Madrigal is a research and development (R&D) focused company and as such have no revenues. Thus, the company’s $1.63 billion valuation has an enormous premium priced in based on potential. According to their 2018 annual report (form 10-K), Madrigal had $483,718,000 in cash on December 31st, 2018. The average cash they spent each quarter on operations in 2018 was $10,170,500. For the immediate future, they have ample funding to carry out a phase 3/4 clinical trial. Madrigal is a relatively lean company. Out of their 17 full-time employees, 12 work in R&D and regulatory activities. The remaining 5 are executives, administrators, and a couple of consultants. I imagine sometime in the next year or so Madrigal will need to start building sales and marketing infrastructure. The good news is their cash position should be enough to do most this, but I would not rule out an offering or debt financing to bolster their preparedness for a commercial launch.

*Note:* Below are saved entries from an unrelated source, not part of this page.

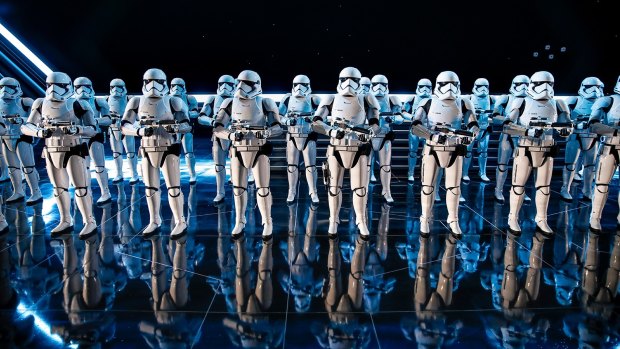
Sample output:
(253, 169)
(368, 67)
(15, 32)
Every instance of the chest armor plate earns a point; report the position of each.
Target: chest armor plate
(613, 115)
(217, 102)
(583, 108)
(59, 111)
(446, 112)
(12, 108)
(350, 109)
(117, 105)
(299, 105)
(155, 108)
(248, 110)
(538, 110)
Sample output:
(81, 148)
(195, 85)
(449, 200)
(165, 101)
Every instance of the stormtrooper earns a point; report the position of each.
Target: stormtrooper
(439, 121)
(178, 89)
(605, 121)
(535, 118)
(518, 89)
(350, 147)
(248, 120)
(483, 104)
(423, 91)
(16, 147)
(366, 84)
(158, 117)
(101, 111)
(390, 113)
(582, 140)
(117, 101)
(298, 107)
(225, 89)
(63, 120)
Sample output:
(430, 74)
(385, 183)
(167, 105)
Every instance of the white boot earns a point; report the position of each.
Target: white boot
(65, 226)
(118, 161)
(565, 194)
(499, 196)
(154, 204)
(32, 178)
(15, 175)
(190, 161)
(102, 179)
(176, 206)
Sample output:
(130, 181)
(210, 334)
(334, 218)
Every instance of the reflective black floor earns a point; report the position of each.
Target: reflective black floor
(303, 290)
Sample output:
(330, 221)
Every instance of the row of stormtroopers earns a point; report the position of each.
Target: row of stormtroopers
(65, 121)
(16, 146)
(350, 119)
(440, 121)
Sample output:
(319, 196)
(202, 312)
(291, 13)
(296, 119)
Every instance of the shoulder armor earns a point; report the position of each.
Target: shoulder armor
(176, 103)
(269, 105)
(467, 104)
(134, 102)
(394, 100)
(84, 104)
(27, 102)
(372, 101)
(561, 106)
(38, 103)
(517, 103)
(226, 103)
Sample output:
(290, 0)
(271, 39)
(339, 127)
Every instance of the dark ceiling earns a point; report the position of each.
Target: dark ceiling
(405, 41)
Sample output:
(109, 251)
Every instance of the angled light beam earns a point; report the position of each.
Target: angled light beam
(24, 50)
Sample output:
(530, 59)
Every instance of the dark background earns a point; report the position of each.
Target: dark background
(405, 41)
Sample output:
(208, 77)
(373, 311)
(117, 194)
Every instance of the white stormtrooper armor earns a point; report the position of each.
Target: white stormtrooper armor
(101, 111)
(440, 120)
(248, 120)
(366, 84)
(63, 121)
(423, 90)
(535, 118)
(483, 104)
(605, 121)
(225, 89)
(178, 89)
(158, 118)
(518, 89)
(297, 109)
(117, 101)
(350, 147)
(16, 147)
(582, 140)
(390, 113)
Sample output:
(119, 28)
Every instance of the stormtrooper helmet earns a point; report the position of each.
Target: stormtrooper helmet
(541, 86)
(379, 85)
(424, 89)
(118, 88)
(349, 81)
(591, 88)
(226, 86)
(10, 89)
(447, 85)
(301, 86)
(248, 85)
(154, 83)
(365, 82)
(58, 87)
(177, 87)
(481, 87)
(518, 88)
(83, 88)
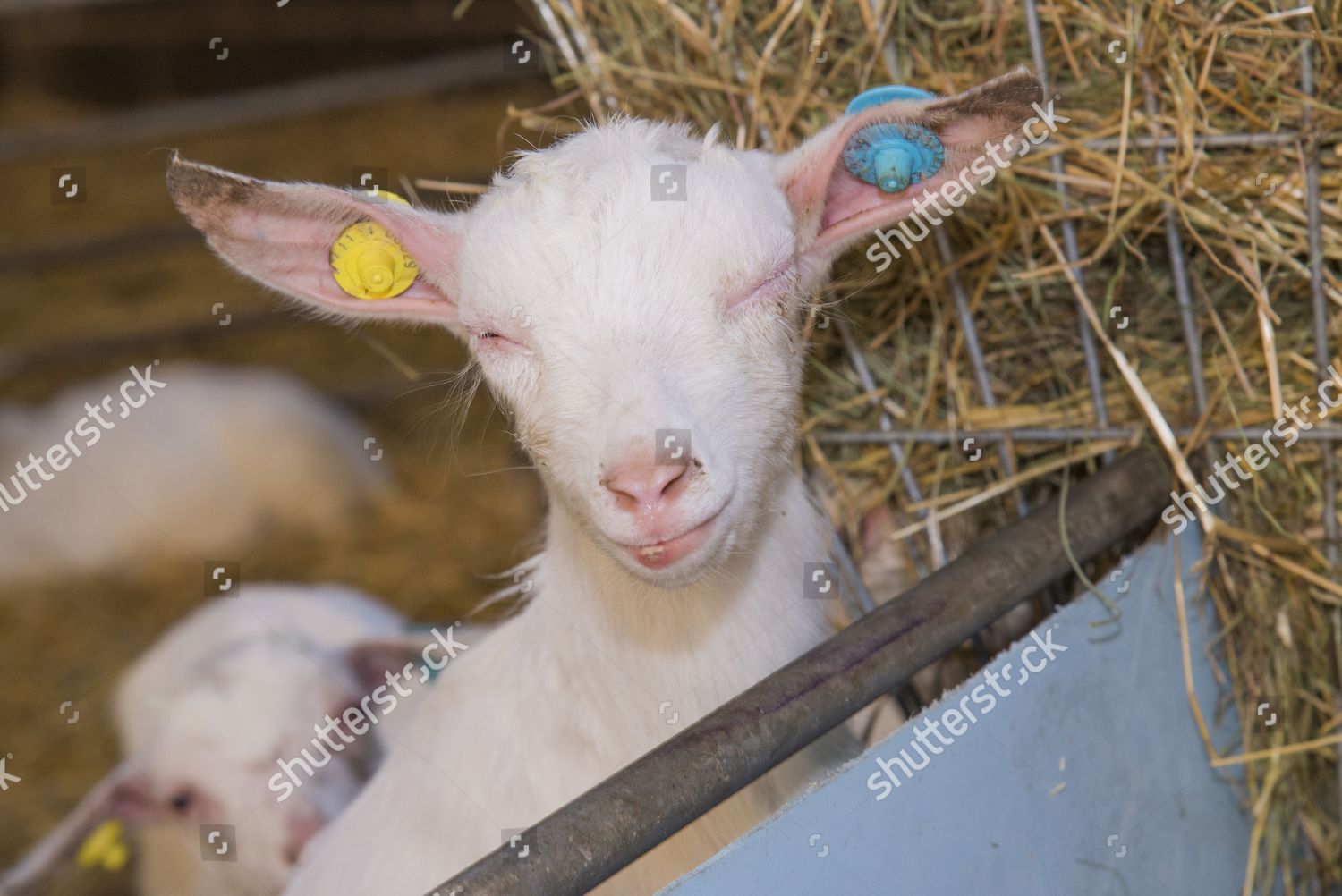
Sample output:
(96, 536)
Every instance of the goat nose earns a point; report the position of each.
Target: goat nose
(646, 486)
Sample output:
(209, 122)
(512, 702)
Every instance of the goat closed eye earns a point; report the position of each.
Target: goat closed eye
(772, 289)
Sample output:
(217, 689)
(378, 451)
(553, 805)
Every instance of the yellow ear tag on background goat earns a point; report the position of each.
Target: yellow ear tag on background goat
(104, 848)
(368, 262)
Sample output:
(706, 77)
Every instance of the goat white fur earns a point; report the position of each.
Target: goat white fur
(204, 715)
(606, 321)
(215, 459)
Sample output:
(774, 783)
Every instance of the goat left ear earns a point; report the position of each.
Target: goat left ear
(832, 208)
(282, 233)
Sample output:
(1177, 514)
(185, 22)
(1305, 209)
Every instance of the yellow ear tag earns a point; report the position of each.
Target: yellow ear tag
(104, 848)
(368, 262)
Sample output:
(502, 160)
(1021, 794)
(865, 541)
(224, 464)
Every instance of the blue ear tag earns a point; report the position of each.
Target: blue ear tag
(890, 156)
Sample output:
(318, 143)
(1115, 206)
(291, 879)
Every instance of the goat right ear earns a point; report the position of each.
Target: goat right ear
(281, 235)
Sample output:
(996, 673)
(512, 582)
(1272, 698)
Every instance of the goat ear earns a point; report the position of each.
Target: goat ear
(109, 799)
(832, 208)
(281, 235)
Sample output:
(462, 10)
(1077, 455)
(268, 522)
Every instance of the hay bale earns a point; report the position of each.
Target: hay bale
(773, 72)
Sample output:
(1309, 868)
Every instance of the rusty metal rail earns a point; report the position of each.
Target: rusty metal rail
(631, 812)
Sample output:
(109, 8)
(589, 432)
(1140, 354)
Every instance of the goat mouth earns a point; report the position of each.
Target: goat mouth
(665, 553)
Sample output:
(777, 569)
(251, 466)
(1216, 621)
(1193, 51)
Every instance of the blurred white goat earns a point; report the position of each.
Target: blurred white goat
(207, 714)
(208, 461)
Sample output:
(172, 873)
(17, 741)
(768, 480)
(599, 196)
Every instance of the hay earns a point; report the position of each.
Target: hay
(773, 72)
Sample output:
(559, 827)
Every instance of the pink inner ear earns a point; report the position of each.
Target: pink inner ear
(854, 207)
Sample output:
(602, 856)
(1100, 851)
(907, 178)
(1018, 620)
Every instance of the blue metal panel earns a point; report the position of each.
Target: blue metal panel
(1089, 777)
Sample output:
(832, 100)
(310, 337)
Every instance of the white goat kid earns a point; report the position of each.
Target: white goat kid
(206, 714)
(612, 326)
(208, 463)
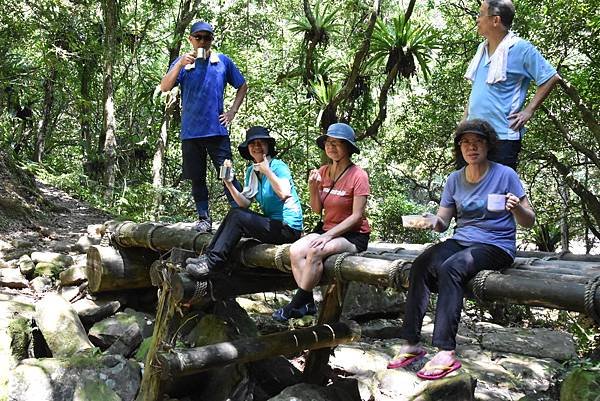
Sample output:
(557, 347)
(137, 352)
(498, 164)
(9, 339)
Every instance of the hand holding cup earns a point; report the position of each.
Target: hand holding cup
(314, 177)
(226, 171)
(496, 202)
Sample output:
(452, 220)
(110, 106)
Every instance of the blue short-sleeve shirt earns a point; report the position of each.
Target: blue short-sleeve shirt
(288, 211)
(202, 90)
(495, 102)
(474, 223)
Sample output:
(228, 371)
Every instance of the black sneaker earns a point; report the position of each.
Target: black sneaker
(197, 267)
(204, 225)
(307, 309)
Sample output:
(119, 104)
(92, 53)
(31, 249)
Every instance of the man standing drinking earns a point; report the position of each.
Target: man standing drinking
(203, 75)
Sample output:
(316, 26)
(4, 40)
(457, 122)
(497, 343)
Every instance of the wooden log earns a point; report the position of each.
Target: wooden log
(187, 361)
(187, 290)
(111, 269)
(381, 247)
(535, 292)
(316, 370)
(587, 269)
(150, 387)
(156, 236)
(392, 270)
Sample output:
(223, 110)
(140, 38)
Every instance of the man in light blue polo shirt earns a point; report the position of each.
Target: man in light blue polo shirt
(204, 120)
(501, 72)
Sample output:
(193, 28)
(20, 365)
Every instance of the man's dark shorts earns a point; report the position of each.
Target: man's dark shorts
(194, 152)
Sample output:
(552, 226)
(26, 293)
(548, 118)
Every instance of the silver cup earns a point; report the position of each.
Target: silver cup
(225, 173)
(200, 54)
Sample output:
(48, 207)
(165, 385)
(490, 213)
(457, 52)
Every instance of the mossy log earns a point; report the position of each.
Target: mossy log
(111, 269)
(156, 236)
(151, 384)
(548, 281)
(187, 361)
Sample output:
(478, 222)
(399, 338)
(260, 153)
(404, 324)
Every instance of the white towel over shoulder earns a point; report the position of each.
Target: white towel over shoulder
(498, 60)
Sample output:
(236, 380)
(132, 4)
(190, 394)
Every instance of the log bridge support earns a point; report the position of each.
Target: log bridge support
(561, 281)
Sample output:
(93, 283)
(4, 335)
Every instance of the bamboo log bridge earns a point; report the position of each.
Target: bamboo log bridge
(569, 282)
(187, 361)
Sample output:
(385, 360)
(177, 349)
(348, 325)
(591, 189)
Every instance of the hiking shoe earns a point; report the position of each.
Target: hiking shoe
(204, 225)
(197, 267)
(280, 315)
(307, 309)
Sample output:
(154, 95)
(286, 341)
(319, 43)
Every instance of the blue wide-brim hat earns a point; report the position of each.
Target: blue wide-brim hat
(201, 26)
(257, 132)
(339, 131)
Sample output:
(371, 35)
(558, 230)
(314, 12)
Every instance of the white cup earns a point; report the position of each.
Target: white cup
(496, 202)
(226, 173)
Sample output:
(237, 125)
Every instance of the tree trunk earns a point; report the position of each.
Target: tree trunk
(159, 154)
(316, 370)
(44, 125)
(157, 236)
(150, 387)
(181, 362)
(85, 115)
(109, 123)
(110, 269)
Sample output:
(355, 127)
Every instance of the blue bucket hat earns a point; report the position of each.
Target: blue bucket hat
(339, 131)
(257, 132)
(201, 26)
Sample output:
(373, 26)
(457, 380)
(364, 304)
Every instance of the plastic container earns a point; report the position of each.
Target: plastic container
(419, 221)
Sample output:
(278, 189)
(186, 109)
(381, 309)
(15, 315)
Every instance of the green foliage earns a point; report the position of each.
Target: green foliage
(401, 42)
(546, 237)
(388, 221)
(325, 24)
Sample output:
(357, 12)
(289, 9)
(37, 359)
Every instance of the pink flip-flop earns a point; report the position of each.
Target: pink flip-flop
(445, 370)
(409, 358)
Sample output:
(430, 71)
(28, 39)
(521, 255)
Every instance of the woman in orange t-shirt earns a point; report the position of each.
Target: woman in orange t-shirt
(340, 190)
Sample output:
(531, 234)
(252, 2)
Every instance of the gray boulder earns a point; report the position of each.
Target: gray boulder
(538, 342)
(60, 326)
(104, 333)
(90, 378)
(12, 278)
(364, 300)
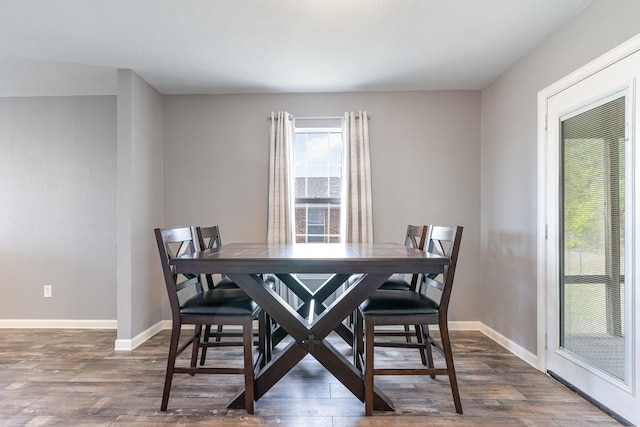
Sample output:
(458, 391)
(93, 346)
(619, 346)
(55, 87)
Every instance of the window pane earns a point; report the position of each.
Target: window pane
(592, 291)
(318, 172)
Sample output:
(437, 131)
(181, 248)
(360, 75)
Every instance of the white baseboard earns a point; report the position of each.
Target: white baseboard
(130, 344)
(518, 350)
(57, 324)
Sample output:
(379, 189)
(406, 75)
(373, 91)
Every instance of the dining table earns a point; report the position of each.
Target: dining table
(353, 272)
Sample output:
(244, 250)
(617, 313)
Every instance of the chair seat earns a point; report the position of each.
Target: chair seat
(397, 303)
(226, 283)
(395, 284)
(230, 302)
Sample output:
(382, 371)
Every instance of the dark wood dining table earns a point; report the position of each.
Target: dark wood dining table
(364, 266)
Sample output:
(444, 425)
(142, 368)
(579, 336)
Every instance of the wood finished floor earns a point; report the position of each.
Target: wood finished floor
(74, 378)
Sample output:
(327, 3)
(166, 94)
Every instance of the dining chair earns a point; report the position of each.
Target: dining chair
(192, 305)
(415, 238)
(210, 238)
(427, 305)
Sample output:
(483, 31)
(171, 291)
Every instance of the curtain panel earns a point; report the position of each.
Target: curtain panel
(280, 209)
(358, 209)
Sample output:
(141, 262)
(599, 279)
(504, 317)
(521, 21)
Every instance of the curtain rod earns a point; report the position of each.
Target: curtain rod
(318, 117)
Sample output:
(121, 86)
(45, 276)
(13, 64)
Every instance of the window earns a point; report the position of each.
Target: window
(318, 158)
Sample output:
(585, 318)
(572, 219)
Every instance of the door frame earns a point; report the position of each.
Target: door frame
(545, 205)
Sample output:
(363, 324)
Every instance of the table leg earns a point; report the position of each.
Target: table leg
(312, 339)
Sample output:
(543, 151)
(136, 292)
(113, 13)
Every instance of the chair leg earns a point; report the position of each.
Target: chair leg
(448, 357)
(369, 332)
(197, 333)
(358, 343)
(171, 363)
(207, 334)
(263, 325)
(428, 342)
(247, 338)
(422, 343)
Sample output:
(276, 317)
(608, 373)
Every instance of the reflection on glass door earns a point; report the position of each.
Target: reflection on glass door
(592, 286)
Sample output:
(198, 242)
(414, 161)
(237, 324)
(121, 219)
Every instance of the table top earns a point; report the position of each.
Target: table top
(311, 258)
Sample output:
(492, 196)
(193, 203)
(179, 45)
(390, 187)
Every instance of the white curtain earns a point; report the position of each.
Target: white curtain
(280, 208)
(358, 211)
(279, 216)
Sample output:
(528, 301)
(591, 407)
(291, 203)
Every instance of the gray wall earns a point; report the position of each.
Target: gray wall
(57, 207)
(425, 156)
(141, 291)
(509, 161)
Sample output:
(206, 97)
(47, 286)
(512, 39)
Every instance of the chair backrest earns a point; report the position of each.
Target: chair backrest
(442, 241)
(174, 242)
(416, 238)
(209, 238)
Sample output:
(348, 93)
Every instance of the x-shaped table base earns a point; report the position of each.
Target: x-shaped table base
(309, 334)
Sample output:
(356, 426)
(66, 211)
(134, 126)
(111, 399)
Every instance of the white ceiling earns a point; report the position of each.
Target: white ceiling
(67, 47)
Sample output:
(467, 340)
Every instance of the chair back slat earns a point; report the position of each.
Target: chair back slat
(415, 238)
(209, 238)
(443, 241)
(184, 240)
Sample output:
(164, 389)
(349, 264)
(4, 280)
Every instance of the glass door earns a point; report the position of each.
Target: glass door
(592, 187)
(591, 196)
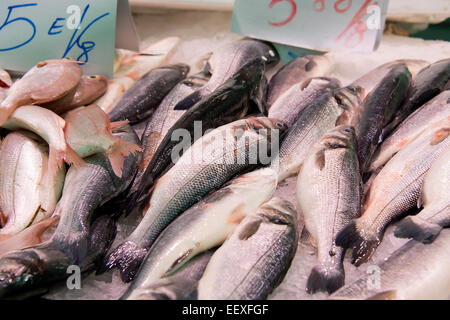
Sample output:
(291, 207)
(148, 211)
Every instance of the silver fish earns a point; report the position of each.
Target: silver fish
(254, 260)
(322, 114)
(392, 193)
(329, 196)
(427, 225)
(289, 105)
(205, 225)
(297, 71)
(206, 165)
(414, 272)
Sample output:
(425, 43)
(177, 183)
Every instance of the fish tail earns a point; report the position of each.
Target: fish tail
(323, 279)
(127, 257)
(418, 229)
(72, 158)
(117, 153)
(364, 244)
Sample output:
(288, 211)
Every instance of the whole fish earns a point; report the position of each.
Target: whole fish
(372, 79)
(226, 62)
(89, 131)
(229, 102)
(427, 225)
(392, 193)
(428, 83)
(209, 163)
(322, 114)
(139, 102)
(254, 260)
(425, 117)
(414, 272)
(377, 110)
(289, 105)
(182, 285)
(89, 89)
(204, 226)
(329, 196)
(297, 71)
(47, 81)
(28, 192)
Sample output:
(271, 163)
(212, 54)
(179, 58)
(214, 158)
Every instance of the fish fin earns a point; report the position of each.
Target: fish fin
(249, 229)
(385, 295)
(440, 135)
(322, 279)
(72, 158)
(418, 229)
(178, 262)
(189, 101)
(127, 257)
(118, 124)
(364, 245)
(117, 153)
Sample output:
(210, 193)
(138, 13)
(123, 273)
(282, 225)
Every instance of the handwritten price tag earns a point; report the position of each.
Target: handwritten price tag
(36, 30)
(353, 25)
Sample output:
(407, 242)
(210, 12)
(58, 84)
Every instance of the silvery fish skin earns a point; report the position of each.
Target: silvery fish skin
(162, 120)
(209, 163)
(428, 83)
(228, 103)
(424, 118)
(28, 193)
(377, 110)
(182, 285)
(205, 225)
(371, 80)
(139, 102)
(289, 105)
(322, 114)
(427, 225)
(254, 260)
(227, 61)
(297, 71)
(416, 271)
(392, 193)
(329, 196)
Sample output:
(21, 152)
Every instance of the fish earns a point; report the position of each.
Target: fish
(139, 102)
(372, 79)
(329, 196)
(209, 163)
(89, 89)
(322, 114)
(289, 105)
(28, 237)
(182, 285)
(28, 192)
(392, 193)
(415, 271)
(50, 127)
(428, 83)
(254, 260)
(377, 110)
(204, 226)
(227, 61)
(89, 131)
(297, 71)
(46, 82)
(426, 117)
(427, 225)
(228, 103)
(161, 121)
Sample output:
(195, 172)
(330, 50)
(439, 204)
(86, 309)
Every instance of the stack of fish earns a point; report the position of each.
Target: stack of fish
(204, 171)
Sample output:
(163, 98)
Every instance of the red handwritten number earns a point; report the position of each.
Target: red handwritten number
(339, 9)
(291, 16)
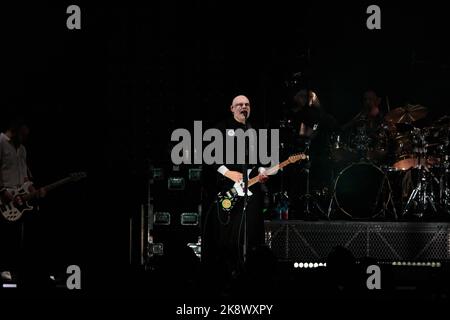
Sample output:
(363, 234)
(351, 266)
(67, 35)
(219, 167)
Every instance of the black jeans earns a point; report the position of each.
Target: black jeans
(11, 244)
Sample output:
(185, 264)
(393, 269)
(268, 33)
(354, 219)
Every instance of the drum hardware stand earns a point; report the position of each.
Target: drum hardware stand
(309, 198)
(390, 201)
(444, 188)
(422, 195)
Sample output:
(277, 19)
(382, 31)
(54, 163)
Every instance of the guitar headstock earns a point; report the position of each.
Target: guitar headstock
(297, 157)
(78, 176)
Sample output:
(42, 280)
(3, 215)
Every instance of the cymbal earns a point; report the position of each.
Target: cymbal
(407, 114)
(442, 122)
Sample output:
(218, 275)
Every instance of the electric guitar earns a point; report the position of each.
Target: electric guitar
(14, 210)
(228, 199)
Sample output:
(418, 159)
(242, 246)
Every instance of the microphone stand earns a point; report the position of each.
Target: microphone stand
(244, 208)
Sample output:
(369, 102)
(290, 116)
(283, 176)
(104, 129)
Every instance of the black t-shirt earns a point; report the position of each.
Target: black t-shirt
(215, 181)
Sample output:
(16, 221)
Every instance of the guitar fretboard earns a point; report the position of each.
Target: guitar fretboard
(271, 170)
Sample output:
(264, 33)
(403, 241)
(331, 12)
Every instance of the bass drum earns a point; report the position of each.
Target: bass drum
(362, 191)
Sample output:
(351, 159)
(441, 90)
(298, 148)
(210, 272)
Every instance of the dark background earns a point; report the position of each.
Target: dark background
(104, 99)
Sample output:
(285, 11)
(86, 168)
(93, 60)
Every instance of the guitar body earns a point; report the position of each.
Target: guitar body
(231, 194)
(227, 199)
(14, 210)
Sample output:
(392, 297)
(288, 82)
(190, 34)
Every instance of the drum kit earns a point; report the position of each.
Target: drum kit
(394, 170)
(401, 171)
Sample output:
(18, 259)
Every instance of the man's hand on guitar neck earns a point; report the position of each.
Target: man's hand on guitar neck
(40, 193)
(6, 197)
(237, 176)
(234, 175)
(262, 177)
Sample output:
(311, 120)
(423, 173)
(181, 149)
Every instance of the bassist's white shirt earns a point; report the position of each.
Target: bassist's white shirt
(13, 164)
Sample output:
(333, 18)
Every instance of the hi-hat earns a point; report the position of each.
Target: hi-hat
(407, 114)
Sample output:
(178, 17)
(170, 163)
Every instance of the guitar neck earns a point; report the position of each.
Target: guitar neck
(49, 187)
(269, 171)
(57, 184)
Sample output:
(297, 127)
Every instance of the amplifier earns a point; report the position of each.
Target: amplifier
(384, 241)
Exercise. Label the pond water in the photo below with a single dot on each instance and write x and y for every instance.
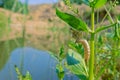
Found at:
(39, 63)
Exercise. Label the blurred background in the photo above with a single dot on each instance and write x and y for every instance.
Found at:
(34, 26)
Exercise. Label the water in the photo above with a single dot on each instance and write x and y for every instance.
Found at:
(34, 2)
(39, 63)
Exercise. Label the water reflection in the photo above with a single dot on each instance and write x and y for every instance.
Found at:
(39, 63)
(5, 49)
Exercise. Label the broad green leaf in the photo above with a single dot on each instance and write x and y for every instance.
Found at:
(74, 22)
(100, 3)
(104, 28)
(76, 65)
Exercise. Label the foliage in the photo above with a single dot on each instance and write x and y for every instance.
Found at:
(15, 5)
(77, 65)
(3, 24)
(21, 77)
(105, 51)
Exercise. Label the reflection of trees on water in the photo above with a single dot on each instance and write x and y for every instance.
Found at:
(6, 47)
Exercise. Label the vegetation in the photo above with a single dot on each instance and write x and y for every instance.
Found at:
(94, 69)
(14, 5)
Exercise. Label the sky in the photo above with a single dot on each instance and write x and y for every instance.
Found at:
(39, 1)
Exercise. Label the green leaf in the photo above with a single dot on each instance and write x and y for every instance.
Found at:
(104, 28)
(74, 22)
(100, 3)
(86, 2)
(77, 65)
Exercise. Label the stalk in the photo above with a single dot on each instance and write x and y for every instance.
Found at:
(91, 63)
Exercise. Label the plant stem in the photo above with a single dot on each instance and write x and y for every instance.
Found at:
(91, 63)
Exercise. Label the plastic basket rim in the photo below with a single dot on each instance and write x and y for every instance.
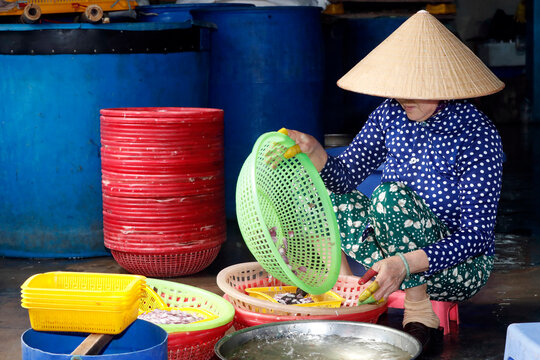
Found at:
(222, 319)
(236, 295)
(328, 210)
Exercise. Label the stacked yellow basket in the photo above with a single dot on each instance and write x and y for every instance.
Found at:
(82, 302)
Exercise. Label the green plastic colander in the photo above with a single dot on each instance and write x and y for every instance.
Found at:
(288, 197)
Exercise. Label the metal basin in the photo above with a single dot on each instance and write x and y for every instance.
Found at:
(364, 331)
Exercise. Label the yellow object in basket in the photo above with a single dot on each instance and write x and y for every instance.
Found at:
(151, 301)
(328, 300)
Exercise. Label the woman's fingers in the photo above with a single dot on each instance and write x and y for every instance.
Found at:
(391, 274)
(311, 147)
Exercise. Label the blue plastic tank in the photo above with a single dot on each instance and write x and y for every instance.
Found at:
(266, 72)
(142, 340)
(56, 79)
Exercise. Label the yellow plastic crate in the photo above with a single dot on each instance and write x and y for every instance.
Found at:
(77, 305)
(151, 301)
(82, 302)
(328, 300)
(80, 284)
(87, 321)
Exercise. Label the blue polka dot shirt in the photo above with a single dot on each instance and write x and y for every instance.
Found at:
(453, 160)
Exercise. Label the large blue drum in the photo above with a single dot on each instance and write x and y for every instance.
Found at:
(56, 78)
(266, 72)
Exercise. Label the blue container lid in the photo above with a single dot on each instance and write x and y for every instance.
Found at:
(142, 340)
(179, 12)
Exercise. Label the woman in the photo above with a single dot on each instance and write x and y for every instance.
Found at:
(429, 227)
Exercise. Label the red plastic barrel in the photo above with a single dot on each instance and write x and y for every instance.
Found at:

On March 7th Madrigal added three form-4’s to their Securities Exchange Commissions (SEC) filings. The forms outlined options awarded to top executives/directors (CEO, CMO, and CFO). In order, they were awarded the right to buy 50K, 38K, and 28K shares at $127.96 with 25% of the shares vesting (available to purchase) on March 07, 2020 and 6.25% every three month period after that. The only stipulation being that the person is still employed by the company. What I take from this is that Madrigal’s leadership is betting on themselves. The only way they benefit from these options is if they can substantially grow the share price.
My biggest concern is that the phase 3 study won’t meet investors expectations. After such stellar phase 2 findings the bar is set high. People need to keep in mind disease pathology of NAFLD/NASH is complex with many moving parts. Changing the conditions which MGL-3196 performs under even a little could be mean less compelling data. In the planned phase 3 trial key differences are the use of a new oral formulation of MGL-3196 and the inclusion of patients with more advanced NASH.
Madrigal is targeting a prime disease stage (i.e. early to intermediate NASH fibrosis). As outlined in the FDA’s draft guidance for developing NASH drugs the fibrosis stage is key. Given that fibrosis is the best predictor of poor clinical outcome for patients with liver disease including cirrhosis, liver failure, and death the NASH fibrosis stage demands medical intervention. MGL-3196 directly treats patients in this category.
However, at $105 per share I am not a buyer. Yes, the market opportunity before Madrigal is huge and they could certainly become a commercial leader. But, at the same time if something happens that instills doubt into shareholders Madrigal’s share price has a long way to fall.
There are many other companies in the NAFLD/NASH space with promising drugs also in the later stages of clinical development and at a fraction of the price. In the rest of this series will explore the these companies and decipher which ones are present the best value proposition.
I have no position in Madrigal Pharmaceuticals.